Confederation officially entered service on November 1, 1993, replacing two smaller ferries, the previous MV Confederation (1962) and MV Lord Selkirk (1958). In light of the announcement of the fixed link to Prince Edward Island around the same time of her introduction, plans to construct a sister ship were no longer considered viable due to a predicted reduction of traffic in the following years, leaving Confederation as a completely unique vessel.

In 2015, the original logos of Northumberland Ferries were removed from her hull and replaced with a redesigned logo, as well as the stripes running the length of her being repainted blue from their original red appearance.

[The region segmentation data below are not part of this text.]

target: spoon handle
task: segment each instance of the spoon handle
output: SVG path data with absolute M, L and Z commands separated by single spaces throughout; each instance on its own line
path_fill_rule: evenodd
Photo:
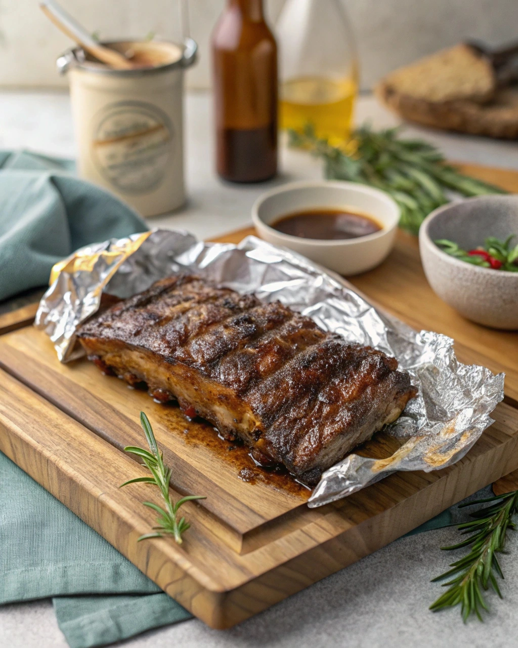
M 39 4 L 40 8 L 54 24 L 63 34 L 82 46 L 90 54 L 93 54 L 103 63 L 117 69 L 130 69 L 133 66 L 120 52 L 109 47 L 100 45 L 92 38 L 87 30 L 69 16 L 64 9 L 54 0 L 43 0 Z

In 2016, the other vessel on the route, was out of service for an extended length of time undergoing major repairs and overhaul leaving Confederation alone on the ferry route for the prime summer months. Despite additional crossings scheduled for the vessel, local residents, the hospitality industry as a whole and commercial truckers protested as business suffered due to the reduction in service. Confederation was also out of service from 29 September to 2 October that year due to an electrical problem.

In September 2024, Confederation collided with her berth at Wood Islands. While a mechanical issue was initially suspected as the cause, NFL later confirmed that was not the case. The collision damaged Confederations bow visor heavily, resulting in the need to turn the vessel and all vehicles having to be backed off. Confederation returned to service in early December 2024.